Gilead estimates that only 58,000 Americans with hepatitis C are now undergoing treatment, a small fraction even of those who know they are infected. Wanting to avoid interferon’s side effects, some patients without symptoms try to monitor their liver and start treatment only if it shows signs of deterioration.
But with the new more tolerable treatments, some experts say, it makes sense to treat early-stage disease to prevent cirrhosis and the accompanying risk of liver cancer.

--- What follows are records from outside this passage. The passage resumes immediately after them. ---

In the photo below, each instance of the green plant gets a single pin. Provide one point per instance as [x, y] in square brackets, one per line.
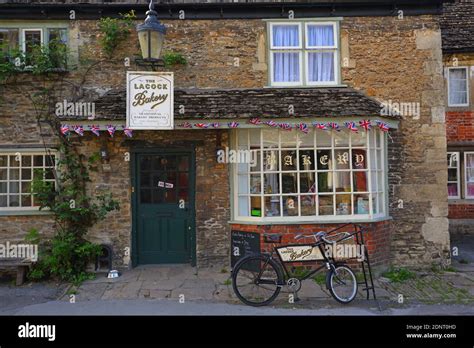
[173, 58]
[398, 275]
[114, 31]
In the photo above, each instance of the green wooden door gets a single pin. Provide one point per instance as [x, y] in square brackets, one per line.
[164, 209]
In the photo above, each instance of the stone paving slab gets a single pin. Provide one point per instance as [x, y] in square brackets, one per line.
[172, 281]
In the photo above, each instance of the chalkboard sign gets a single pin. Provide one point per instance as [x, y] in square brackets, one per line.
[243, 244]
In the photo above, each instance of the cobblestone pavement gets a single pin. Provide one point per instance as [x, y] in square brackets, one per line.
[214, 284]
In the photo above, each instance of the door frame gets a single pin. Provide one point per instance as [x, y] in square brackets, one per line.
[190, 149]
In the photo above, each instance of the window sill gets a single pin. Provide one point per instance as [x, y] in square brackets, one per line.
[308, 86]
[24, 212]
[309, 222]
[461, 201]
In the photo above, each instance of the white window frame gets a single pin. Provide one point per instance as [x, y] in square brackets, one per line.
[458, 181]
[287, 49]
[23, 38]
[465, 174]
[372, 170]
[24, 152]
[467, 86]
[303, 51]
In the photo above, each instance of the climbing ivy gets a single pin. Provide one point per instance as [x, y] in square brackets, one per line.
[114, 31]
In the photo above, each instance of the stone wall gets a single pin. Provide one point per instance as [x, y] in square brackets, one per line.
[386, 58]
[212, 192]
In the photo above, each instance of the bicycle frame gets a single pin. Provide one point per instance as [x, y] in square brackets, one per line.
[328, 262]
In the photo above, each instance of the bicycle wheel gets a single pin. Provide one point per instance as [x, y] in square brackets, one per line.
[342, 284]
[256, 280]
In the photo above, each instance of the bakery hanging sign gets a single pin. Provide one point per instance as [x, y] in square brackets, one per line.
[150, 100]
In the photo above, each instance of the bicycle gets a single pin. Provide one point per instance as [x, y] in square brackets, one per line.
[262, 272]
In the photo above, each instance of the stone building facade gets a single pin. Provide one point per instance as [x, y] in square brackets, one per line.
[458, 58]
[388, 68]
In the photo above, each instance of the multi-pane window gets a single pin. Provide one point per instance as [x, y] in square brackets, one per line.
[469, 174]
[319, 175]
[453, 175]
[458, 87]
[29, 39]
[304, 53]
[17, 171]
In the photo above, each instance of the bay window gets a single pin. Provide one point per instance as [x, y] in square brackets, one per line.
[304, 53]
[17, 171]
[321, 175]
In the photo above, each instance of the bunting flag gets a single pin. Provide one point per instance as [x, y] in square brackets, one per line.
[320, 126]
[285, 126]
[383, 126]
[303, 127]
[202, 125]
[79, 130]
[65, 129]
[111, 130]
[128, 132]
[365, 124]
[255, 121]
[271, 123]
[95, 129]
[351, 126]
[334, 126]
[185, 125]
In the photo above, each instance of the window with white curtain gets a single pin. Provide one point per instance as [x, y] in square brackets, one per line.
[17, 172]
[317, 176]
[304, 53]
[469, 174]
[458, 86]
[453, 175]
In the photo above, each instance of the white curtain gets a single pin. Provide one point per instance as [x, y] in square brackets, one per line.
[285, 36]
[321, 66]
[286, 64]
[286, 67]
[457, 86]
[320, 35]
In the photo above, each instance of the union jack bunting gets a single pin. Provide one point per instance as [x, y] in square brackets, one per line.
[202, 125]
[383, 126]
[351, 126]
[271, 123]
[65, 129]
[255, 121]
[185, 125]
[95, 129]
[334, 126]
[320, 126]
[79, 130]
[111, 129]
[285, 126]
[365, 124]
[303, 127]
[128, 132]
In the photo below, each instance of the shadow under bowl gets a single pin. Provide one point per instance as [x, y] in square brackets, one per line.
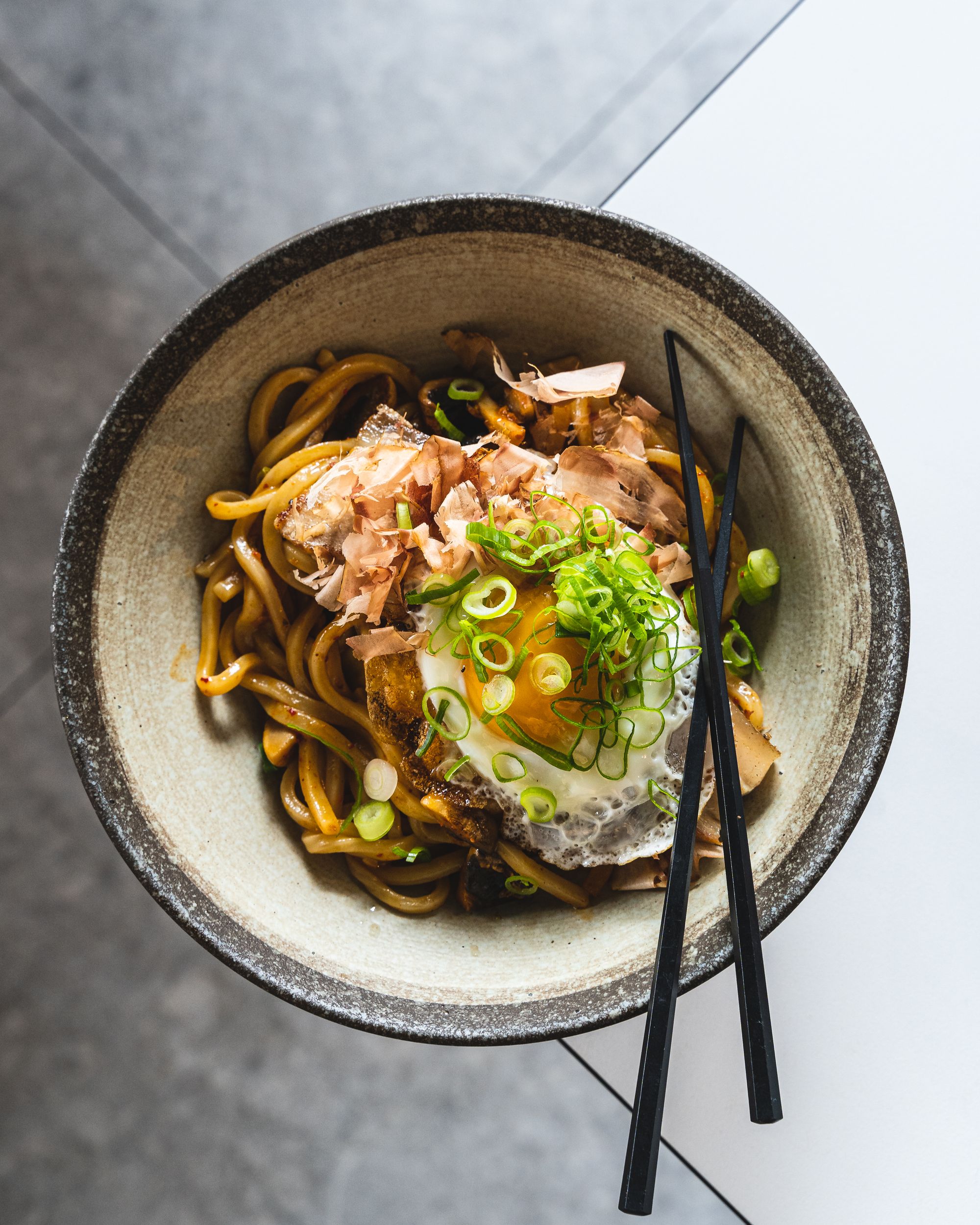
[175, 778]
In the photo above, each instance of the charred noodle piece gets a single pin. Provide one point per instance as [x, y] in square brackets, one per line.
[483, 881]
[272, 542]
[410, 906]
[521, 406]
[745, 697]
[754, 753]
[207, 662]
[395, 691]
[473, 826]
[558, 886]
[500, 420]
[582, 420]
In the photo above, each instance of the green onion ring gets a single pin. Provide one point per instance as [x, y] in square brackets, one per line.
[498, 695]
[550, 673]
[432, 593]
[465, 389]
[476, 602]
[499, 762]
[452, 432]
[759, 576]
[740, 662]
[520, 886]
[374, 820]
[539, 804]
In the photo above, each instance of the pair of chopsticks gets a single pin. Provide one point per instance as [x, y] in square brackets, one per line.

And it is likely that more pre-symptomatic patients will be found through wider screening. Both the United States Preventive Services Task Force and the C.D.C. have recently begun to recommend that all baby boomers — people born from 1946 to 1964 — be tested for infection with hepatitis C, since they represent about three quarters of all cases.
“It will be test and treat,” said Dr. Eugene Schiff, the director of the liver diseases center at the University of Miami, who is a consultant to drug companies.
Pharmaceutical companies, of course, have a financial interest in seeing that more people get screened and treated, and they have been providing support for hepatitis C awareness campaigns and sponsoring studies on the benefits of screening and treatment.
The all-oral regimens also may make it more feasible to treat the people who are most likely to spread the virus — intravenous drug users, the homeless and prison inmates, many of whom also have mental health problems.
“I can’t treat an unstable patient safely with interferon,” said Dr. Diana Sylvestre, who runs a clinic in Oakland, Calif. that treats illicit drug users and former users. “But I can sure as hell give them a few pills.”